The fraction of traded volume is $\delta = \frac{Q_{n, t}}{\text{Liquidity}_{n, t}}$ can be interpreted as time -- e.g. how many days (or fraction of a day) to trade $Q_{n, t}$ given the asset liquidity $\text{Liquidity}_{n, t}$. Over that period, the asset volatility scaled in $\sigma_{n, t} \sqrt{\delta}$, so that a simple impact model is: 

$$ I(Q) = \sigma \sqrt{\frac{Q}{\text{Liquidity}}}.$$

More generally, two parameters $\langle \gamma, \beta \rangle$ are fitted with the functional form: 

$$ I(Q) = \gamma \sigma \left(\frac{Q}{\text{Liquidity}}\right)^{\beta}.$$

A rule of thumb is as follows: 

- for small horizons, $\beta \approx 0$, $I(Q)$ is constant (e.g. bid-ask spread) and the total cost is linear; 

- for long horizons, $\beta \approx 1$ and the total impact cost $Q \times I(Q)$ is quadratic.

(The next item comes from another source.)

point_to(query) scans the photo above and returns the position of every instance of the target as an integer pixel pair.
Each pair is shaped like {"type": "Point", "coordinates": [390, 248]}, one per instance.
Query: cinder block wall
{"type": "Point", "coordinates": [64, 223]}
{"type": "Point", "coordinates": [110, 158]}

In  analytically more complex (and potentially more realistic) setups, $\beta$ is taken to be $1/2$ as motivated above. 

In what follows, we focus on quadratic impact cost with $\beta=1$.

## Mean-variance optimisation with quadratic costs

With quadratic cost, the mean-variance optimisation can be solved in closed form. More precisely, the mean-variance utility at time $t$ with transaction cost is  
$$h_t^T \alpha - \frac{h_t V h_t}{2 \lambda} - \frac{(h_t - h_{t-1})^T \Lambda (h_t - h_{t-1})}{2}$$

**Lemma**.  Given the mean-variance utility with quadratic cost, the optimal portfolio is 

$$h_t  = \left[\frac{V}{\lambda} + \Lambda \right]^{-1}(\alpha + \Lambda h_{t-1}).$$

*Proof*. The mean-variance objective is rewritten as 
$$ h_t^T (\alpha + \Lambda h_{t-1}) - \frac{h_t (V + \lambda \Lambda) h_t}{2 \lambda} - \frac{h_{t-1}^T \Lambda h_{t-1}}{2}$$

The optimal portfolio with transaction cost is a weighted average of two holdings: 
$$h_t  = (I  + \lambda V^{-1}\Lambda)^{-1}\lambda V^{-1}\alpha + [I -  (I  + \lambda V^{-1}\Lambda)^{-1}] h_{t-1}.$$

Interpretation: 

-  the friction-less mean-variance portfolio $\lambda V^{-1}\alpha$ is the target portfolio 

- the optimal portfolio $h_t$ is a weighted-average of this target portfolio and the past holdings $h_{t-1}$: 

- ideally the investor would like to hold the target portfolio but because of transaction cost, it only trades partially towards this target. 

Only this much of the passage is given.